[lbo-talk] Thoughts on Reed and Vietnam (1)

Wojtek Sokolowski swsokolowski at yahoo.com
Tue Sep 2 10:38:21 PDT 2008


--- On Tue, 9/2/08, Doug Henwood <dhenwood at panix.com> wrote:


> I know Adolph pretty well - in fact I just spent 45 minutes
> with him
> on the phone, and I've read a lot of his work - and you
> couldn't be
> more wrong. Adolph believes in organizing large numbers of
> people
> around an actual political agenda. He's spent years
> trying to build
> the Labor Party. There's nothing glamorous or
> charismatic about it -
> it's all about knocking on doors, talking to people,
> signing them up,
> building institutions. Where do you get this stuff from?
>

[WS:] Obviously, I do not know Ralph Reed personally, so my mistake if I misrepresented his personal views. Sorry.

But my main point is that if people think that mobilizing large numbers of people for a radical or trully progressive cause, by going door to door or otherwise, is possible in the US - I wish I had the same stuff they've been smoking or ingesting. This country did not even get "wussy" social-democracy when the time was right and ripe for a change (i.e. during the Great Depression, or even Vietnam War), so what makes anyone think that implementing some form of radical policy is even remotely possible today, when neoliberalism is the king?

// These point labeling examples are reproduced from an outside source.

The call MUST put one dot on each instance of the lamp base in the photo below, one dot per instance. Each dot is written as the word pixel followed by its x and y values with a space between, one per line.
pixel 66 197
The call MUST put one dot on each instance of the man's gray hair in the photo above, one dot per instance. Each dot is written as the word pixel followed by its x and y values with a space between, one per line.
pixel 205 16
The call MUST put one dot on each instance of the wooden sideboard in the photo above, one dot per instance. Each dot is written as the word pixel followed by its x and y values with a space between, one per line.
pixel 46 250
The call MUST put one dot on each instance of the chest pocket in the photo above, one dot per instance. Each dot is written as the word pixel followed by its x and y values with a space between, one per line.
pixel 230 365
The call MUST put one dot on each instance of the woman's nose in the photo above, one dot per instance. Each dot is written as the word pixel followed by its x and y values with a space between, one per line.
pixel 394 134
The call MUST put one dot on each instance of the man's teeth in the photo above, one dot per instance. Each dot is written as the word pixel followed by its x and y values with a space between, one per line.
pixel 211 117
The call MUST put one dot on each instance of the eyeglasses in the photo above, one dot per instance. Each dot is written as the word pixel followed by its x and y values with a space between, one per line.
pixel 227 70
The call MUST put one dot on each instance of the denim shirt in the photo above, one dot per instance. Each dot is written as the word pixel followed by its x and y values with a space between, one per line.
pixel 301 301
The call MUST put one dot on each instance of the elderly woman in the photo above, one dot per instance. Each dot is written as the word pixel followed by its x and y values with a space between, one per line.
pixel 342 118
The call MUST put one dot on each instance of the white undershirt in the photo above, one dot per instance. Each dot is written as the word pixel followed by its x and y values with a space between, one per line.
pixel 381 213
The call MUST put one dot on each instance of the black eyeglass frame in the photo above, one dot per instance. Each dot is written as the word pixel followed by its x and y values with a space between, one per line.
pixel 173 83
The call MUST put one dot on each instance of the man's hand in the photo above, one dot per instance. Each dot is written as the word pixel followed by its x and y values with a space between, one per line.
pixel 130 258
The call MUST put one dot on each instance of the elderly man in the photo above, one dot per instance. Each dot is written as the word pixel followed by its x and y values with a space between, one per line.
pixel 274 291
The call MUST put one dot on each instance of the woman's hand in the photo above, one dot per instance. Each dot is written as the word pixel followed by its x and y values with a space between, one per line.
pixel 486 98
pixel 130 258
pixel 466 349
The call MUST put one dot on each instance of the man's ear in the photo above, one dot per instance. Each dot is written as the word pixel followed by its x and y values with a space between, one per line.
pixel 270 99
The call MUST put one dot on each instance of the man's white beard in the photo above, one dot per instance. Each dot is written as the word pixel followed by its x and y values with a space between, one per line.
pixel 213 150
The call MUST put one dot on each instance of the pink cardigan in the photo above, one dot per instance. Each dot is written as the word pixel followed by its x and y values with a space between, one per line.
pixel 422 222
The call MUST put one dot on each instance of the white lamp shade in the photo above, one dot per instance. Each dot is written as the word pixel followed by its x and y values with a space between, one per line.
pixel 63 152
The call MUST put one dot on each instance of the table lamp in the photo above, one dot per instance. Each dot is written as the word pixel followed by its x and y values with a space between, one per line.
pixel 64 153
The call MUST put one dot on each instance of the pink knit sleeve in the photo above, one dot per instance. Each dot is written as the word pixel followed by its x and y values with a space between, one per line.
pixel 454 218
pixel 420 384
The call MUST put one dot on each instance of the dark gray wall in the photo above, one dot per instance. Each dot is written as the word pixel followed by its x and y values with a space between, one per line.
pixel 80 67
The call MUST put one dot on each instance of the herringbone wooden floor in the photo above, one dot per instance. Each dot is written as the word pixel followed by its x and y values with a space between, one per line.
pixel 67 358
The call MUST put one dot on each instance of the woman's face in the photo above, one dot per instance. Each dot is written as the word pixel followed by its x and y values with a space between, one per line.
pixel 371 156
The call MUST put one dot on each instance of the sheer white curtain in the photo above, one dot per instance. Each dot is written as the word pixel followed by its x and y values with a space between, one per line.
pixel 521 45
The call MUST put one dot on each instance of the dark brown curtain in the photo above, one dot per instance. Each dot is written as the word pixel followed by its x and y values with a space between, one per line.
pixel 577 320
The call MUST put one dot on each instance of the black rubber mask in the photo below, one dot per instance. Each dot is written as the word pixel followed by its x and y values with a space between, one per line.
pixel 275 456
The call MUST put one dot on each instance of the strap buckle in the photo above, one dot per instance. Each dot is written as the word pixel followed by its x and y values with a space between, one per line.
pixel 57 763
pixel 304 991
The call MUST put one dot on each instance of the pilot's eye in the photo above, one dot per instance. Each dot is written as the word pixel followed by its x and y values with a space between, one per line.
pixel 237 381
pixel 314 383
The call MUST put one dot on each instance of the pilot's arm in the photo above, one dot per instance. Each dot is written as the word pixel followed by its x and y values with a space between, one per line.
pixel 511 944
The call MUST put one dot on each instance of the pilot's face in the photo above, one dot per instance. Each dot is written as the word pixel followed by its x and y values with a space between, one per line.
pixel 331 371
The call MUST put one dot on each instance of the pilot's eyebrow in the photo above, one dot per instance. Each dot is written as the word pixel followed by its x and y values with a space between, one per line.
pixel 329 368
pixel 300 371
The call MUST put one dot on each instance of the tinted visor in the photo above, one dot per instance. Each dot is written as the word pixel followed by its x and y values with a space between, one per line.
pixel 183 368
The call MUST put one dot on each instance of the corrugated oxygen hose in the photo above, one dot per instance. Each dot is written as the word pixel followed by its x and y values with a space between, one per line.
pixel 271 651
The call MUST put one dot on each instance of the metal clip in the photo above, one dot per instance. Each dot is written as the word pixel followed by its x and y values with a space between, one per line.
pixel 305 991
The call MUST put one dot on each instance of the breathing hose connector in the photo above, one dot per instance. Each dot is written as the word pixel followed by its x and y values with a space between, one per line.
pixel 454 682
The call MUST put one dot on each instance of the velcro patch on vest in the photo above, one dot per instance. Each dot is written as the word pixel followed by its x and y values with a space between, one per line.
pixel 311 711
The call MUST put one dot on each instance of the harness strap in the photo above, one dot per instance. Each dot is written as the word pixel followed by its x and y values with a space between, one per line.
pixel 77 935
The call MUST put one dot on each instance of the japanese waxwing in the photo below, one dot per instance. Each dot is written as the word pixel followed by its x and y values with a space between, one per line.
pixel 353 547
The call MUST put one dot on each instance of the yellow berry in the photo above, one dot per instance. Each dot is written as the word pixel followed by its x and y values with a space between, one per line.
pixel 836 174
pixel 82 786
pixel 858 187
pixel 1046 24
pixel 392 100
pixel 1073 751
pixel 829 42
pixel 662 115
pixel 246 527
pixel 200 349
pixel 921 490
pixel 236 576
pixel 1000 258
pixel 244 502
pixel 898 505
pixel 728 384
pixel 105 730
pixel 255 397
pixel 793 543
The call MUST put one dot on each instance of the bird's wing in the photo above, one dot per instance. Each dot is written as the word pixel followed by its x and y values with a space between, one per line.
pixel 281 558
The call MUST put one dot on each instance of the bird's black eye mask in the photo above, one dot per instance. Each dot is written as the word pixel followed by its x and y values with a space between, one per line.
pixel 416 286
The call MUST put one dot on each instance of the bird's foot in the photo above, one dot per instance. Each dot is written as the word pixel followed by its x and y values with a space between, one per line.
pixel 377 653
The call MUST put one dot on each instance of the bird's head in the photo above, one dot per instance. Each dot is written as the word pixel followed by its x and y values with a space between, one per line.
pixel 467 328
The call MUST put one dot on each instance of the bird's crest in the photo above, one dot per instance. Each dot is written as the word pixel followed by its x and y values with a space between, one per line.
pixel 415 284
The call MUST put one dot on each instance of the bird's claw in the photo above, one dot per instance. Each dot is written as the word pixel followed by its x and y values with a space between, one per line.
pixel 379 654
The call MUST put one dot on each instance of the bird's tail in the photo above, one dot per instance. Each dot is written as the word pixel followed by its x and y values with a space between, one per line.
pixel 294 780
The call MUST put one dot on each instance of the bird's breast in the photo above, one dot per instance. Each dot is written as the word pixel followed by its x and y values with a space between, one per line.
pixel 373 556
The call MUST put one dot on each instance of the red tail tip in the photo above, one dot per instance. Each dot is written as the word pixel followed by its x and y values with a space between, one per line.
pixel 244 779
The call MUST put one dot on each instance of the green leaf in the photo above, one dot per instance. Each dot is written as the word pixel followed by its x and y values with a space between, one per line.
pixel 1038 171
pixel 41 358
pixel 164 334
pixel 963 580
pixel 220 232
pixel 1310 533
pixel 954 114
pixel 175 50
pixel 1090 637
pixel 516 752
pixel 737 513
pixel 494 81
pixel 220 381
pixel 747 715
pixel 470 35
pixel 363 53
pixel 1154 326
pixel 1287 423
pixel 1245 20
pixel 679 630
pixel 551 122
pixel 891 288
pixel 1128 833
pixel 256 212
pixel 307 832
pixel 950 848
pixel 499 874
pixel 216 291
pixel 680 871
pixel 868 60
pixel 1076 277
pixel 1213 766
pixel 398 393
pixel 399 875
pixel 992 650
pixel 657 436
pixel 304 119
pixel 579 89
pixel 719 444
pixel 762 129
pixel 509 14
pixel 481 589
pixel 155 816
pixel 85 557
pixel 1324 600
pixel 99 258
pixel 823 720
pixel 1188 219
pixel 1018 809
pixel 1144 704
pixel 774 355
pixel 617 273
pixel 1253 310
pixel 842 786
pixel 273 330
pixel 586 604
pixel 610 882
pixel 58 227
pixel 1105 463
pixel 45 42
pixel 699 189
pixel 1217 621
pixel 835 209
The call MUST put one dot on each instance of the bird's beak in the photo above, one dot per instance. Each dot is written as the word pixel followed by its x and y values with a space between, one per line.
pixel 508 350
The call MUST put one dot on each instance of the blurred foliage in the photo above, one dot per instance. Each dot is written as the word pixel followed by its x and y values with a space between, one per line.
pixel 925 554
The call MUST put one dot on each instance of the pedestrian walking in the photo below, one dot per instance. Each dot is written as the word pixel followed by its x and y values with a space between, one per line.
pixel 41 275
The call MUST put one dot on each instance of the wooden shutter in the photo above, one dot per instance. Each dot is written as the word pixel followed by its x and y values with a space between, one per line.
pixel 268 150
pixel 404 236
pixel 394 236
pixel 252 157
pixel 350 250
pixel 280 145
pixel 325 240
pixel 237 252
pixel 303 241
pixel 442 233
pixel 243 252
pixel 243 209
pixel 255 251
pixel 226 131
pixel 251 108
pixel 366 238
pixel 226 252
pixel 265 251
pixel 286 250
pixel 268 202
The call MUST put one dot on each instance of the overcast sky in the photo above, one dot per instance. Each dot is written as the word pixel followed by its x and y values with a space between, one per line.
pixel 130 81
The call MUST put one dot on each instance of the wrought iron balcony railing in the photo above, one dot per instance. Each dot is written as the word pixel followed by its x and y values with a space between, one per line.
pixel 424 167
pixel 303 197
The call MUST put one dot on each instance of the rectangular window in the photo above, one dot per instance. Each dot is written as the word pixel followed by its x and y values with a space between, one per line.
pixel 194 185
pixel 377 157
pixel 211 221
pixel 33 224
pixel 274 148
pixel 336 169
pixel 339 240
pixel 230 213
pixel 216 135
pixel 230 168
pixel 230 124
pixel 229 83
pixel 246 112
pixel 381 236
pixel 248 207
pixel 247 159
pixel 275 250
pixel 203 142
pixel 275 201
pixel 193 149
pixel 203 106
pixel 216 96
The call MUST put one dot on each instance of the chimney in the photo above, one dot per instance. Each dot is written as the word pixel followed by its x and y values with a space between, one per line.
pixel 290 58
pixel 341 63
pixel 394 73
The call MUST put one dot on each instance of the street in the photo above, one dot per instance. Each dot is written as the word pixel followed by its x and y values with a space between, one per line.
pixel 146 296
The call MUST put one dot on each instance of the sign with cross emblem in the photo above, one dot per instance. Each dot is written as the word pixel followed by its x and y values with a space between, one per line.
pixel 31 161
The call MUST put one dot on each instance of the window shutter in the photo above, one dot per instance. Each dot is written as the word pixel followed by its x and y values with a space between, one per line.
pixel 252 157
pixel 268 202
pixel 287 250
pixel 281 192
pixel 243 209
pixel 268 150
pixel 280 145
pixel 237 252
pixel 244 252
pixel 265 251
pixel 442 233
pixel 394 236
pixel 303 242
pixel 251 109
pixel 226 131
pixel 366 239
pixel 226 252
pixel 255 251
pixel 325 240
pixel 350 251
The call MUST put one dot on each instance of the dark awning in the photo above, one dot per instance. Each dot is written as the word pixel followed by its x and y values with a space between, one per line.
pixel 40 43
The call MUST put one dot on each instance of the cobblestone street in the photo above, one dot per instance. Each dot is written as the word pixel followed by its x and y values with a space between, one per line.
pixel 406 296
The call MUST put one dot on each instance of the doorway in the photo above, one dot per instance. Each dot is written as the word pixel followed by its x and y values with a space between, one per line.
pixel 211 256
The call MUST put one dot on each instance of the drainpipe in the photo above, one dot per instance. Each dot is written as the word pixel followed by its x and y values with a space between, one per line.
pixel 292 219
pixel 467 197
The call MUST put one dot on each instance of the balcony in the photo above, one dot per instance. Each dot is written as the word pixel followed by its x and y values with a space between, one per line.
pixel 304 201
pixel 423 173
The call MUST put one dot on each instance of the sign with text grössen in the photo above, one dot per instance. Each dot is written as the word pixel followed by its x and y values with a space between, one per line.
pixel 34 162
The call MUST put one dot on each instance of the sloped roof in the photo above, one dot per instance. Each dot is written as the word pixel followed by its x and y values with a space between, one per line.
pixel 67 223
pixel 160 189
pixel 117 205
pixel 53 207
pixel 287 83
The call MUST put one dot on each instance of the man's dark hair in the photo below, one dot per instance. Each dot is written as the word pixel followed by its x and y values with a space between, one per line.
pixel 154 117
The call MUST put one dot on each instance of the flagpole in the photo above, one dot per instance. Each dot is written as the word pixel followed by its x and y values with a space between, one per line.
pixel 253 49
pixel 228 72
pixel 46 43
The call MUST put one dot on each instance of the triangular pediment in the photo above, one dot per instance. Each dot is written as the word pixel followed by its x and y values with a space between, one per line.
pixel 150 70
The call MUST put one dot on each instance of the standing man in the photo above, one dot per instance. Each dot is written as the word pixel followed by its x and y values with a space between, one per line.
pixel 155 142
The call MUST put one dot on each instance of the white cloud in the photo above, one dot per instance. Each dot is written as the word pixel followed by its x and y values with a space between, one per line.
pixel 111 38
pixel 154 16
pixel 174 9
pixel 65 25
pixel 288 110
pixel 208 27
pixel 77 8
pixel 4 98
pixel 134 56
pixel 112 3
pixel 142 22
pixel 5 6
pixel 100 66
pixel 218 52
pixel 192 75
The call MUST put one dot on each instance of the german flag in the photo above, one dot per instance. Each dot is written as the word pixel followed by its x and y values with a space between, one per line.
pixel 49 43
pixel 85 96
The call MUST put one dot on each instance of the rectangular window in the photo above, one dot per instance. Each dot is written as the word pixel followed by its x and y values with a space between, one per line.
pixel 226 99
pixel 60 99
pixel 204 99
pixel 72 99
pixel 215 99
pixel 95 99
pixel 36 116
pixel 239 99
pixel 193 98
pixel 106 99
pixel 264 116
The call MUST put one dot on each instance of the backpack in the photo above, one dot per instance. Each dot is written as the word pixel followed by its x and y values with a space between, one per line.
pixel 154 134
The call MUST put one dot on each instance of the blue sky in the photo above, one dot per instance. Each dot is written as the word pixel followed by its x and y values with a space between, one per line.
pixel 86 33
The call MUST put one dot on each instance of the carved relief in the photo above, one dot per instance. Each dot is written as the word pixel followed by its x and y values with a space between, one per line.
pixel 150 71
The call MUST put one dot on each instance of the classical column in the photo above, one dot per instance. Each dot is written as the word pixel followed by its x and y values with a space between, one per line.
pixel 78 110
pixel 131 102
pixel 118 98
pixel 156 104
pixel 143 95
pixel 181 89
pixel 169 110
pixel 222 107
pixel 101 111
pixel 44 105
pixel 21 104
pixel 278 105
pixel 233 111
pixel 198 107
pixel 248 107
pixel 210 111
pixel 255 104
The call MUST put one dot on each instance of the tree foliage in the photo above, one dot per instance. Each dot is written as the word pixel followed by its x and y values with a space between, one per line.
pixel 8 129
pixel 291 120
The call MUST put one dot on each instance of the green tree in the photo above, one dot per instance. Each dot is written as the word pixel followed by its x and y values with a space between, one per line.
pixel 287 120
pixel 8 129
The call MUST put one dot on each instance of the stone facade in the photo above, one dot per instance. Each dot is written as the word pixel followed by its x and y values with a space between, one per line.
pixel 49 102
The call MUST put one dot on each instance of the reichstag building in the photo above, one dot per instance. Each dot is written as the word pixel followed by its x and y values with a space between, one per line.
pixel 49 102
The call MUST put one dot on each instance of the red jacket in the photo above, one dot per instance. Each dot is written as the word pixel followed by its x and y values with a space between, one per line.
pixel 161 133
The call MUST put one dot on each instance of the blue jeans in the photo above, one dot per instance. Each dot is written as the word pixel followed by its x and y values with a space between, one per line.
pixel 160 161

Bush-syle gangster capitalism may experience some hiccups, but free market is the dogma today among both elites and the masses in the US, and it is not going to change any time soon, perhaps even in our life time. That is the sad reality. The best we can hope for is people like Obama - who have enough skill and will to negotiate a slighly better deal for people who have been getting the short end of the stick since the Reagan "revolution."

This whole left-wing criticim of Obama is like a patient with a terminal cancer cursing his doctors that they offer him only palliative treatment instead of curing him. There is no cure for cancenr, and there is no chance for radical policy in the US. Get real, people, and show some gratitude to those who try to soothe your pain a bit.